Fred and Mick, two longtime friends approaching their eighties, are spending some time at a wonderful mountain hotel somewhere in the Alps. Fred is a retired composer and orchestra conductor, Mick a theater director struggling with his new screenplay. Along with other wealthy, bored, extravagant characters, the members of this peculiar group deal with their own demons in a place apparently out of time.Very few authors in movie history have been truly able to imagine a great movie without starting with a proper screenplay. Paolo Sorrentino is not one of them.
His new movie Youth confirms the director's talent and taste in depicting compelling scenarios, but (almost totally) fails to deliver a story capable of connecting them in a coherent storyline. In Youth the audience experiences an overwhelming series of moving scenes which are not tied together by linear logic. Without a screenplay able to find the inherent rhythm of the story, the result is an unbalanced experience in which it is very difficult to understand what moments are really important.
Sorrentino is so committed to put in his movie those cinematic elements he loves the most – for example, a soccer genius like Diego Armando Maradona – that eventually he ends up overcrowding the movie with unnecessary supporting characters, taking focus away from the protagonist so magnificently played by Sir Michael Caine.

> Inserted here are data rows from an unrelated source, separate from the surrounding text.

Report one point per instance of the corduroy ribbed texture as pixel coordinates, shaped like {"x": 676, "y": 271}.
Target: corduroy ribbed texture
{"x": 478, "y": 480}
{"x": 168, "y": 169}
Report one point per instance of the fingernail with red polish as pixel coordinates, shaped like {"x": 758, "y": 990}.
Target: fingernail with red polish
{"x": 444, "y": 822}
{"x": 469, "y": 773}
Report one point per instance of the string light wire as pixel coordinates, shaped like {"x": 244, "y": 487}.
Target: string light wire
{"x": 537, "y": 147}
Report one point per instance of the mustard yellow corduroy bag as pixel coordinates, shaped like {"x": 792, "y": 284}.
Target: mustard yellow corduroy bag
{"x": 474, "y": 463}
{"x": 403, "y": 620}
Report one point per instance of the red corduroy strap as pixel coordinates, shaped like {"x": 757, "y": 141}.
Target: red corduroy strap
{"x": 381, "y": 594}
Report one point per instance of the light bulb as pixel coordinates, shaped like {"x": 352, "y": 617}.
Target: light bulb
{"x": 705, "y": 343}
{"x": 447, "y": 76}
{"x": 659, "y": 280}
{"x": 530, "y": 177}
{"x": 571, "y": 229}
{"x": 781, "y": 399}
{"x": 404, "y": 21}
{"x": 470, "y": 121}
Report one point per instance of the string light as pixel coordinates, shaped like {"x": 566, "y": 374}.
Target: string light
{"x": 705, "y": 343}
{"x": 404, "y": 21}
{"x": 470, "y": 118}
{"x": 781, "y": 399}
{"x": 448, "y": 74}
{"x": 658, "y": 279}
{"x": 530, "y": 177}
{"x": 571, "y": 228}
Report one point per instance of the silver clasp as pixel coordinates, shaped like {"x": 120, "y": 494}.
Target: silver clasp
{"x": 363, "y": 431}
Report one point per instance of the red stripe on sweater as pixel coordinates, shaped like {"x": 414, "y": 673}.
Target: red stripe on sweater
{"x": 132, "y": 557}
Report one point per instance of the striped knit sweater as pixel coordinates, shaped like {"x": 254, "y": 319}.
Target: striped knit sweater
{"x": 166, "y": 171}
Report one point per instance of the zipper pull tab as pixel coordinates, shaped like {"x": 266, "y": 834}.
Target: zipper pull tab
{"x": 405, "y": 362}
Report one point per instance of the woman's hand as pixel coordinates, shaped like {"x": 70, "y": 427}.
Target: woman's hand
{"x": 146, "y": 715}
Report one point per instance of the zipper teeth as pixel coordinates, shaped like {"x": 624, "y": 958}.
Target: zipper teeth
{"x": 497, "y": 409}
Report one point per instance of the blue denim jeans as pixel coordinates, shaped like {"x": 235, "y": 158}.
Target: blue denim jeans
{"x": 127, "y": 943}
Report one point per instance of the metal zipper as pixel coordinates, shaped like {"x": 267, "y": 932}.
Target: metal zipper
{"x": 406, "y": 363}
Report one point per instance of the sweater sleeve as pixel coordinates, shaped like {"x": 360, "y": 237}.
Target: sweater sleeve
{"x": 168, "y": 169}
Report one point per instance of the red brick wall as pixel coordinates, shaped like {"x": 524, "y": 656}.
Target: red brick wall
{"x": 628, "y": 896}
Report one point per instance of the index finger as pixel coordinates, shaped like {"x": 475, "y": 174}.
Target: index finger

Even some secondary stories; for example, the one related to Paul Dano's character (no spoiler!) are too over the top to be coherent with the melancholic tone of the main storyline. Compared to some of his previous movies such as Il Divo and Le conseguenze dell’amore – in our opinion still his best one – Youth shows how Paolo Sorrentino is improving as a director but, at the same time, he seems to have lost his ability to structure his visions.
Such a talented storyteller should probably go back to his roots and pick a genre project, where the beauty of his images could be submitted to a more relatable plot.
Talking about the cast, the afore-mentioned Michael Caine is astonishing in his role as Fred, able to portray the inner, painful life of the musician with a simple, poetic glance. Next to him very talented actors like Harvey Keitel, Rachel Weisz, Paul Dano and living legend Jane Fonda struggle to connect to the audience through characters that are not completely defined and are too often wired in scenes that convey more atmosphere than real feelings.
Youth, released today in the US, confirms in the end that Paolo Sorrentino is a good director who lacks a good screenwriter.